Email addresses with a display name starting with a dot ("."), or ending with a dot without whitespace before the angle bracket trigger exceptions when accessing the header, after creating the message object with the "default" policy.
For example:
>>> import email
>>> from email.policy import default
>>> email.message_from_bytes(b'To: . Doe <jxd@example.com>')['to']
'. Doe <jxd@example.com>'
>>> email.message_from_bytes(b'To: . Doe <jxd@example.com>', policy=default)['to']
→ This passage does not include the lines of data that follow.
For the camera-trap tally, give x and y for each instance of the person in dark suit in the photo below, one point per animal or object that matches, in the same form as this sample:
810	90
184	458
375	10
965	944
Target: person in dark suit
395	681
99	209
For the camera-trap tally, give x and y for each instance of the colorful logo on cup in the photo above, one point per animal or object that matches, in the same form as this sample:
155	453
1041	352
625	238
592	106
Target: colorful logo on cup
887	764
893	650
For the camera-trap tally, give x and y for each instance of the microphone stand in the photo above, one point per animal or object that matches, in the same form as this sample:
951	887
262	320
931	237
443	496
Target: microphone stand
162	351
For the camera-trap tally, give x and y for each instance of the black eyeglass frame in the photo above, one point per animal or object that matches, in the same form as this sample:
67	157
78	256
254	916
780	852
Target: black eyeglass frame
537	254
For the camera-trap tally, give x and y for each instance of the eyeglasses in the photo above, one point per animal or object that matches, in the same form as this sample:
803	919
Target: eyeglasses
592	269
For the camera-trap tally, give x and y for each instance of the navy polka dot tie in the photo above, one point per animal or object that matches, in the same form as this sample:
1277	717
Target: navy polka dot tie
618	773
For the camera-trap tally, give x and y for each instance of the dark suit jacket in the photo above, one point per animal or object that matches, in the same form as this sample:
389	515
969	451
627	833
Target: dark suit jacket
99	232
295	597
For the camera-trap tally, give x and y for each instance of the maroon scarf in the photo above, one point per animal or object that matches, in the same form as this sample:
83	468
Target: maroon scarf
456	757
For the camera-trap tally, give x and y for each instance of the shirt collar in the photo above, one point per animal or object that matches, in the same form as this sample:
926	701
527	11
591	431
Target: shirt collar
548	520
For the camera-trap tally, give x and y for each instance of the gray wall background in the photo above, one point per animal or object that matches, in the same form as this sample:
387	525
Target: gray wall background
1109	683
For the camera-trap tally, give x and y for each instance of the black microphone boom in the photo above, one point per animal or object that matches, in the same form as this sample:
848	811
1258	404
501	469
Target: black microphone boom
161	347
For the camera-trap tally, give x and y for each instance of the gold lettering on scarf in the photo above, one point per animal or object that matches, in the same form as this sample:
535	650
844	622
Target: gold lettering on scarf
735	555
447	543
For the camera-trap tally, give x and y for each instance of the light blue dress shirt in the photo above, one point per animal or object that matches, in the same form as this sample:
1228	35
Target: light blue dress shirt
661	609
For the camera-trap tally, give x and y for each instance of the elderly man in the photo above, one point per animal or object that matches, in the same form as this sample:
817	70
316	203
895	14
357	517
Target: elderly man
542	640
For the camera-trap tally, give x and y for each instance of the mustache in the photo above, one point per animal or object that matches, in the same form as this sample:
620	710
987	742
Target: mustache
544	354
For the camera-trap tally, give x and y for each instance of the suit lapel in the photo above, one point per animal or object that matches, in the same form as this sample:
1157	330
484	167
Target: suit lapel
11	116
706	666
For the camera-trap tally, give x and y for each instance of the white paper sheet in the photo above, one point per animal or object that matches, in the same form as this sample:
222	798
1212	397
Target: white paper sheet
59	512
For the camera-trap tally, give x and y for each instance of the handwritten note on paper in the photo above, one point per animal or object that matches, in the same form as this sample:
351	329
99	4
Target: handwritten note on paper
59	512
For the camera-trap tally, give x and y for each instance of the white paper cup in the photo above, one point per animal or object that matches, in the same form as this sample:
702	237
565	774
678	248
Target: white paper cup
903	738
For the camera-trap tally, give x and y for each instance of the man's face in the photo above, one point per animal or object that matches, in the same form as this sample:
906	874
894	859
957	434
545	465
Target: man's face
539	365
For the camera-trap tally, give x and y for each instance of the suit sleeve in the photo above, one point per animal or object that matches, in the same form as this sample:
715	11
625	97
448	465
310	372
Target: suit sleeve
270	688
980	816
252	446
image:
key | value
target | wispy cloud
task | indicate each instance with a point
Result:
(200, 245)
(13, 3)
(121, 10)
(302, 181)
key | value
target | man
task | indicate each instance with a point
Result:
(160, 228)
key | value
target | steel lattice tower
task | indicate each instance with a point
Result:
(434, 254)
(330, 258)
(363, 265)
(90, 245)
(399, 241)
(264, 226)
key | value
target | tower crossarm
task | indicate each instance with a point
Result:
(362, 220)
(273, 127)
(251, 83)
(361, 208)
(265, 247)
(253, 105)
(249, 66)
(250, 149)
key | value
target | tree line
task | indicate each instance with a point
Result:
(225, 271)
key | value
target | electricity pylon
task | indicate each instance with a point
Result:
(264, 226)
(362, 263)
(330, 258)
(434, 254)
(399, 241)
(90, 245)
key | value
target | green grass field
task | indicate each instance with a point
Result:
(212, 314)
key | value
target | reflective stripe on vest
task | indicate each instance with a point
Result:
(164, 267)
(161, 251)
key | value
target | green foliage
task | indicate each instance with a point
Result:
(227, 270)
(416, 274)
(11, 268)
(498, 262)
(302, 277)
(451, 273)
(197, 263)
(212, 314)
Traceback (most recent call last):
File "<stdin>", line 1, in <module>
File "/Users/bhat/git/cpython/Lib/email/message.py", line 391, in __getitem__
return self.get(name)
File "/Users/bhat/git/cpython/Lib/email/message.py", line 471, in get
return self.policy.header_fetch_parse(k, v)
File "/Users/bhat/git/cpython/Lib/email/policy.py", line 162, in header_fetch_parse
return self.header_factory(name, value)
File "/Users/bhat/git/cpython/Lib/email/headerregistry.py", line 586, in __call__
return self[name](name, value)
File "/Users/bhat/git/cpython/Lib/email/headerregistry.py", line 197, in __new__
cls.parse(value, kwds)
File "/Users/bhat/git/cpython/Lib/email/headerregistry.py", line 344, in parse
for mb in addr.all_mailboxes]))
File "/Users/bhat/git/cpython/Lib/email/headerregistry.py", line 344, in <listcomp>
for mb in addr.all_mailboxes]))
File "/Users/bhat/git/cpython/Lib/email/_header_value_parser.py", line 834, in display_name
return self[0].display_name
File "/Users/bhat/git/cpython/Lib/email/_header_value_parser.py", line 768, in display_name
return self[0].display_name
File "/Users/bhat/git/cpython/Lib/email/_header_value_parser.py", line 931, in display_name
if res[0][0].token_type == 'cfws':
AttributeError: 'str' object has no attribute 'token_type'
>>>
>>> email.message_from_bytes(b'To: John X.<jxd@example.com>')['to']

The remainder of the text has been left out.